# key broke in lug!!



## Justhere4aday (Sep 20, 2009)

Ill have a pic up soon but what should i do? tap and die?


----------



## JDriver1.8t (May 20, 2005)

*Re: key broke in lug!! (Justhere4aday)*

rounded nut removal tool for lugs. Hammer on, use breaker bar to get off.


----------



## Justhere4aday (Sep 20, 2009)

*Re: key broke in lug!! (JDriver1.8t)*


_Quote, originally posted by *JDriver1.8t* »_rounded nut removal tool for lugs. Hammer on, use breaker bar to get off.









NO room for that tool


----------



## JDriver1.8t (May 20, 2005)

*Re: key broke in lug!! (Justhere4aday)*

Hex key socket hammered in, then tack welded.
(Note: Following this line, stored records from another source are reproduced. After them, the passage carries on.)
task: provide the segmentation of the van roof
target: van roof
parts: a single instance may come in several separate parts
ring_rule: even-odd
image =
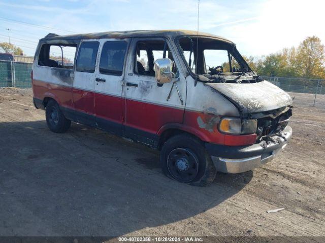
[[[175,38],[177,36],[185,35],[197,35],[216,38],[227,42],[232,43],[229,39],[221,36],[207,33],[192,30],[129,30],[125,31],[111,31],[99,33],[90,33],[88,34],[70,34],[68,35],[58,35],[56,34],[49,33],[43,39],[100,39],[109,38],[131,38],[136,37],[167,37]]]

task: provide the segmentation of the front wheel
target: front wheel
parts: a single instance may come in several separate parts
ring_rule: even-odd
[[[176,135],[167,141],[160,153],[160,163],[167,176],[191,185],[207,186],[216,174],[203,143],[187,134]]]
[[[54,100],[50,100],[46,105],[45,115],[47,126],[54,133],[64,133],[70,127],[71,121],[64,117]]]

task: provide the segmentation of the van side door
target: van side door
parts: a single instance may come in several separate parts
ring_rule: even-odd
[[[122,91],[128,39],[102,39],[95,85],[95,112],[99,128],[122,135],[124,104]]]
[[[94,105],[96,63],[100,42],[82,41],[76,60],[73,84],[73,99],[76,120],[78,123],[95,126]]]
[[[164,38],[135,38],[129,51],[123,90],[126,110],[124,132],[126,137],[150,145],[154,145],[157,133],[162,126],[183,123],[186,81],[178,71],[177,66],[180,65],[178,65],[177,59],[173,58],[176,55],[173,55],[175,53],[171,46]],[[166,58],[175,59],[173,71],[178,80],[177,86],[183,102],[175,87],[167,100],[172,82],[161,85],[155,81],[154,61],[164,57],[164,50]]]

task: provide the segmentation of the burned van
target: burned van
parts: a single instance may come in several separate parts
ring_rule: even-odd
[[[71,122],[160,150],[164,173],[207,185],[271,160],[292,130],[290,96],[224,38],[185,30],[107,32],[41,39],[34,102],[49,129]]]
Then use wrench/breaker bar.


----------



## Justhere4aday (Sep 20, 2009)

*Re: key broke in lug!! (JDriver1.8t)*

The bolt started to strip


----------



## van dub (Feb 1, 2009)

*Re: key broke in lug!! (Justhere4aday)*

use a easy-out it's a method/tool that my car was put through when one of mine broke its afterward unnoticable


----------



## Justhere4aday (Sep 20, 2009)

*Re: key broke in lug!! (van dub)*


_Quote, originally posted by *van dub* »_use a easy-out it's a method/tool that my car was put through when one of mine broke its afterward unnoticable


I cant because the tap is stuck in there


----------



## Justhere4aday (Sep 20, 2009)

*Re: key broke in lug!! (Justhere4aday)*

Im about to cut that rim


----------



## L33t A2 (Aug 5, 2003)

*Re: key broke in lug!! (Justhere4aday)*

i would suggest heating it up with a propane torch until its almost glowing and hammer in a hex socket or a triple-square socket and then try to loosen it, if that doesn't work then hammer a tool in there and then spot weld it on and try and loosen.


----------



## Justhere4aday (Sep 20, 2009)

*Re: key broke in lug!! (L33t A2)*

I all ready put fire to it.. if you look at my center cap lol... We got 4 out of 5 off yesterday... so im going to give it 2 more shots... if i dont get it off im just going to cut the rim


----------



## L33t A2 (Aug 5, 2003)

*Re: key broke in lug!! (Justhere4aday)*

if its the rear wheel with drums you can take off the axle nut out the center and pull the drum along with the wheel and then you'll have access to the other side of the bolt which i would soak in PB blaster


----------



## mezz4prez (May 9, 2004)

*Re: key broke in lug!! (L33t A2)*

I'd take it into a shop before you hurt yourself and distroy your wheels and tools


----------



## mezz4prez (May 9, 2004)

*Re: key broke in lug!! (Justhere4aday)*


_Quote, originally posted by *Justhere4aday* »_








NO room for that tool

How is there not enough room for the removal tool? http://buy1.snapon.com/catalog...3.JPG
You should really take it in... good luck and don't hurt yourself


----------



## Justhere4aday (Sep 20, 2009)

A tooth pick can barly fit in that bitch lol. Still havnt been able to take it off and been working on it for like 5 days


----------



## JDriver1.8t (May 20, 2005)

*Re: (Justhere4aday)*

A bolt extractor goes inside the hole and grabs the metal.
You can also drill it out. Drill in progressivly larger bits till the head of the bolt is no longer attached to the shank. Then the wheel will come off, and you can deal with the stud.


----------



## ADargetnI (Aug 25, 2009)

*Re: (Justhere4aday)*

http://forums.vwvortex.com/zerothread?id=4657435

http://www.honda-tech.com/showthread.php?t=2684546

http://forums.vwvortex.com/zerothread?id=4657570











_Quote, originally posted by *x_Diesel_x* »_
Wow that was stupid..
Can I get a picture of how it was JUST before breaking out the Sawzall?..


----------



## 20th#726 (Jan 10, 2007)

*Re: (ADargetnI)*

you could have used a hole saw and drilled around the lug nut, at least that way you could use the wheel, still having 4 lugs


----------



## 2deepn2dubs (Oct 27, 2002)

*Re: (20th#726)*

did anyone think about welding another bolt to the top of it???


----------



## Got Dibbs (Jul 24, 2009)

*Re: (2deepn2dubs)*

hahaha your THAT guy










_Modified by Got Dibbs at 11:13 PM 12-2-2009_


----------